城墙上的士兵们看向范恩的眼神有了些尊重和感激。
因为他们本以为范恩来到城墙后,会立刻下令关闭城门,但没想到足足放了500人走,才发出封锁命令。
这在见惯了骄横上层的他们看来,已经是难以想象的仁慈。
也因此,他们尊令的时候,口号变得更加洪亮,行动速度也更快。
“得令!”
“是!”
“为了月神!”
……
一位小队长带着三名士兵向城门跑去,宣布封锁令。
不多时,城门下瞬间传出了哀求声,求饶声,甚至是贿赂和攀人情的声音:
“求求你们!我就在门口了,就差一步就能走!”
“我要出去!我要出去!我不要死在这里!”
“1个金币1个人!我就带我家32个人走!这……这袋子里有40个金币!放我们走!”
“癞头强尼,我小时候还抱过你呢!让我一家走吧!”
但城门下的士兵却排成密集的队列,紧紧挨在一起,为首的小队长们齐声宣布道:
“鹿廷疗愈教会、猎人协会、政务厅联合下发命令,请大家回去避难,外面并不比城里安全……”

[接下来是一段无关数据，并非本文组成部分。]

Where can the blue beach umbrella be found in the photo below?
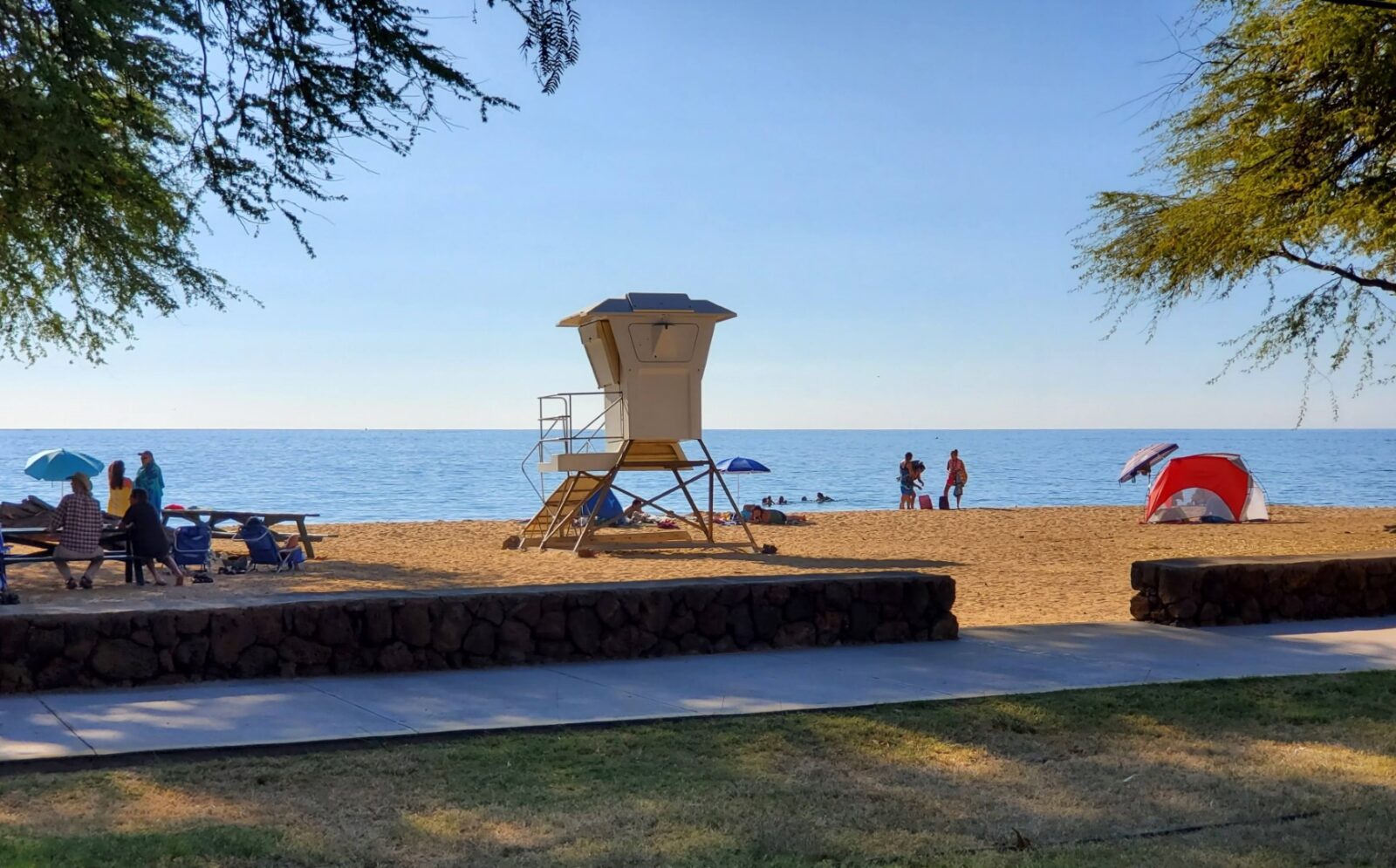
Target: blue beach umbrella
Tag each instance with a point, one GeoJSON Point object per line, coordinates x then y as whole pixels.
{"type": "Point", "coordinates": [742, 465]}
{"type": "Point", "coordinates": [59, 465]}
{"type": "Point", "coordinates": [1144, 461]}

哭声和哀嚎声更大了,甚至人群中出现了骚乱,一些壮年人红着眼开始冲击城门。
但在士兵们射杀了十来个人后,这些市民或是绝望,或是认命,开始陆续离开这里。
范恩看到绞盘旁的士兵已经打开机关,正在关闭城门后,便和两位队友下了城墙。
看守马车的士兵已经将车拉到了他们下来的地方。
范恩看了眼这些士兵坚毅的眼神后,登上了马车。
啪——
刷——
咚——
马车奔跑起来后,这些士兵齐齐跺了下脚,敲了下胸口后,向范恩他们的马车敬起了礼。
范恩通过车窗,看到他们的致敬,露出了淡淡的笑容。